Bien sûr, on dénombre quelques rescapés dans le lot, mais leur état s’avère préoccupant : Bénabar en est réduit à poser nu dans Paris Match (plus classe que dans Entrevue), Cali rivalise avec Ségolène Royal dans la course au grand soir fraternel, Benjamin Biolay fait l’acteur façon Elvis en jouant dans des nanars naïfs et ultra kitsch (remember Le changement c’est maintenant, son Blue Hawaii à lui) qui pourraient ternir son image de chanteur rebelle…

Seul Vincent Delerm a toujours la carte, les journalistes adorent les artistes qui leur ressemblent : drôles, brillants et charismatiques comme eux ! Et surtout visionnaires, autre caractéristique commune. En effet, Delerm déclarait en 2003 : « Je n’ai pas aimé cette image de “chanteur pour bourgeois-bohèmes” que l’on a voulu me coller. Ce qui est gênant avec le mot bobo, c’est qu’il ne sera plus là dans deux ans ».

Néanmoins, il y a quatre ans, le plus discret Florent Marchet sortait un petit chef-d’œuvre de poésie existentialiste, Courchevel, pendant que les médias nous refourguaient à tout va et sans vergogne les Brel-Brassens-Ferré de leur Microcosmos : Katerine, Sébastien Tellier, Grand Corps Malade et consorts.

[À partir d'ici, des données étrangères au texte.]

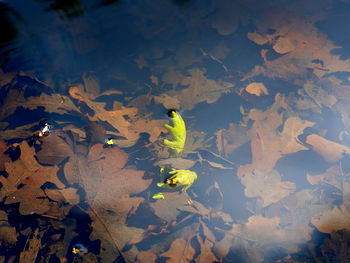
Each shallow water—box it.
[0,0,350,263]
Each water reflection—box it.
[0,0,350,262]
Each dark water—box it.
[0,0,350,263]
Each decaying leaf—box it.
[306,134,350,163]
[304,81,337,108]
[240,170,295,207]
[36,134,73,165]
[155,68,234,110]
[0,141,64,215]
[69,86,166,147]
[243,11,350,80]
[306,165,343,190]
[19,228,44,262]
[157,158,195,170]
[0,140,11,171]
[245,82,269,96]
[183,130,213,154]
[150,192,209,222]
[237,94,314,177]
[216,123,250,155]
[311,205,350,234]
[160,238,195,263]
[231,215,311,252]
[195,235,217,263]
[137,251,157,263]
[0,210,18,247]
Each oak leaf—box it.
[306,134,350,163]
[311,205,350,234]
[0,140,11,171]
[237,94,314,177]
[69,86,166,147]
[240,170,296,207]
[0,141,64,215]
[0,210,18,246]
[243,12,350,80]
[160,238,196,263]
[245,82,269,96]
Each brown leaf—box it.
[150,192,209,222]
[0,210,18,246]
[243,11,350,80]
[19,228,44,263]
[216,123,249,155]
[69,86,165,147]
[183,130,213,154]
[137,251,157,263]
[0,80,79,122]
[306,134,350,163]
[36,134,73,165]
[160,238,195,263]
[311,205,350,234]
[237,94,314,177]
[45,187,80,205]
[245,82,269,96]
[157,158,195,170]
[240,170,295,207]
[306,165,342,190]
[0,141,64,215]
[0,140,11,171]
[272,37,298,54]
[154,68,234,110]
[195,235,217,263]
[304,81,337,108]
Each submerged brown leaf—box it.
[243,11,350,80]
[240,170,296,207]
[19,228,44,262]
[155,68,234,110]
[0,141,64,215]
[160,238,196,263]
[311,205,350,234]
[0,140,11,171]
[237,94,314,177]
[306,134,350,163]
[0,210,18,247]
[69,86,166,147]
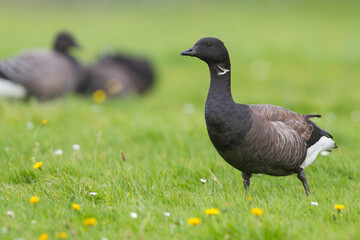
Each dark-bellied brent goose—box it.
[0,32,82,100]
[181,37,337,195]
[77,53,154,97]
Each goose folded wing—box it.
[251,104,320,142]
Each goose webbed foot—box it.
[241,172,252,194]
[297,169,311,196]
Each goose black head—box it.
[181,37,230,68]
[54,32,79,53]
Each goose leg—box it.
[241,172,252,193]
[297,169,311,196]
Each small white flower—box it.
[130,212,137,219]
[6,211,15,218]
[320,151,330,156]
[91,105,101,114]
[73,144,80,151]
[54,149,62,156]
[183,103,195,114]
[1,227,9,234]
[26,122,34,130]
[350,110,360,122]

Souvenons-nous du savoureux aphorisme de Jean-Edern Hallier : “Puisqu’ils se copient les uns les autres, comme aux examens, on devrait interdire aux journalistes de lire les journaux”. Voilà une interdiction frappée de bon sens qui éviterait bien des troubles à l’ordre public. Pour en revenir à l’œuvre de Florent Marchet, elle peut rebuter de prime abord : pochettes étranges (la dernière n’échappe pas à la règle avec le chanteur figuré par une marionnette de la série culte des années 60 The ThunderbirdsLes Sentinelles de l’air), voix furetant inlassablement entre ses influences Souchon et Dominique A, et production datée nous ramenant au début des années 70.

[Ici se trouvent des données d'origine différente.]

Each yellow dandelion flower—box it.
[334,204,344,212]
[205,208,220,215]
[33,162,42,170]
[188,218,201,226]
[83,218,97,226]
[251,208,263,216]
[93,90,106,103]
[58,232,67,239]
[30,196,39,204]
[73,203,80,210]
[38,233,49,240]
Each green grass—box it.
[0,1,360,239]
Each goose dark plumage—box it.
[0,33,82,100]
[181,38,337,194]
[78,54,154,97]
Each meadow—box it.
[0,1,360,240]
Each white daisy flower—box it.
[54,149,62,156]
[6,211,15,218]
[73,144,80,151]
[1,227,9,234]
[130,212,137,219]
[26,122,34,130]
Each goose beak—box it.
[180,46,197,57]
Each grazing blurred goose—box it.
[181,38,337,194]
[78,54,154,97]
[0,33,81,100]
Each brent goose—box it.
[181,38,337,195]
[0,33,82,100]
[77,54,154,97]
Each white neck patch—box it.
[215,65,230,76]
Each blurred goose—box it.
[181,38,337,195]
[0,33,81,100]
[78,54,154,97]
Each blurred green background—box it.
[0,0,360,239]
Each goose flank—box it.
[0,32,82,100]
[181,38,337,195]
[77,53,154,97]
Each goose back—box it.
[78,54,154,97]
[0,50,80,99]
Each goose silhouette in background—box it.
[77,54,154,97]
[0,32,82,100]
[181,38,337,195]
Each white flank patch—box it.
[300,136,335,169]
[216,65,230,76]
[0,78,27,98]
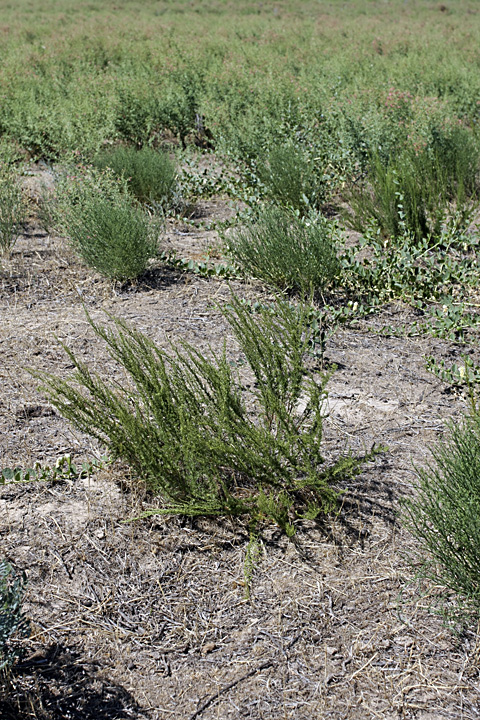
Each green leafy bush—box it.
[346,127,480,241]
[0,560,30,687]
[94,147,177,209]
[405,410,480,612]
[36,297,372,534]
[227,206,339,291]
[256,142,326,212]
[68,197,158,280]
[0,163,27,253]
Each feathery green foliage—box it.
[405,409,480,612]
[36,296,372,534]
[227,206,339,291]
[256,142,326,212]
[93,146,177,210]
[42,168,162,280]
[347,127,480,242]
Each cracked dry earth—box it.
[0,167,480,720]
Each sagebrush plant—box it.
[0,560,30,687]
[43,168,162,281]
[337,211,478,306]
[404,406,480,613]
[226,206,339,291]
[0,162,27,253]
[36,296,372,534]
[345,127,480,242]
[93,146,177,210]
[255,142,327,213]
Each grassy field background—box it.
[0,0,480,720]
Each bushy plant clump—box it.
[256,142,327,213]
[43,168,161,281]
[94,146,177,209]
[346,127,480,241]
[36,297,372,534]
[405,409,480,612]
[227,206,339,291]
[0,560,30,688]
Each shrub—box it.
[346,128,480,241]
[36,297,372,534]
[405,410,480,612]
[0,164,26,253]
[227,206,339,291]
[0,560,30,686]
[94,147,177,209]
[42,168,161,280]
[256,142,326,213]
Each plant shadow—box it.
[0,645,148,720]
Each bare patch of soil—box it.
[0,167,480,720]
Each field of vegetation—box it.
[0,0,480,720]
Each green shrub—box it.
[68,197,159,280]
[0,560,30,687]
[405,410,480,612]
[0,164,27,253]
[346,128,480,241]
[47,168,161,280]
[94,147,177,209]
[36,297,372,534]
[227,206,339,291]
[256,142,326,213]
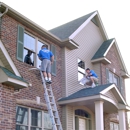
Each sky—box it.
[1,0,130,121]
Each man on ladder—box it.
[38,44,54,84]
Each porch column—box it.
[95,101,104,130]
[118,110,126,130]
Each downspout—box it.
[0,3,8,38]
[100,62,103,85]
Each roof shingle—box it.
[91,39,114,60]
[49,12,94,40]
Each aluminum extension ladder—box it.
[40,70,63,130]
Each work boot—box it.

Ce dernier défaut est assez problématique pour un disque conçu en 2013 comme une œuvre d’anticipation sur l’homme “augmenté” et sa déshumanisation. Bambi Galaxy est en effet un concept album reposant sur le contraste entre la vision idéalisée de l’an 2000 que l’on servait aux enfants il y a trente ans et la réalité d’aujourd’hui, comme l’indique la plaquette promo : “Les années 2000 ont montré un tout autre visage, plus inquiétant, plus violent, moins fraternel. On n’a pas vraiment hâte de découvrir les années 2050 et l’homme 2.0 ne fait plus rêver“.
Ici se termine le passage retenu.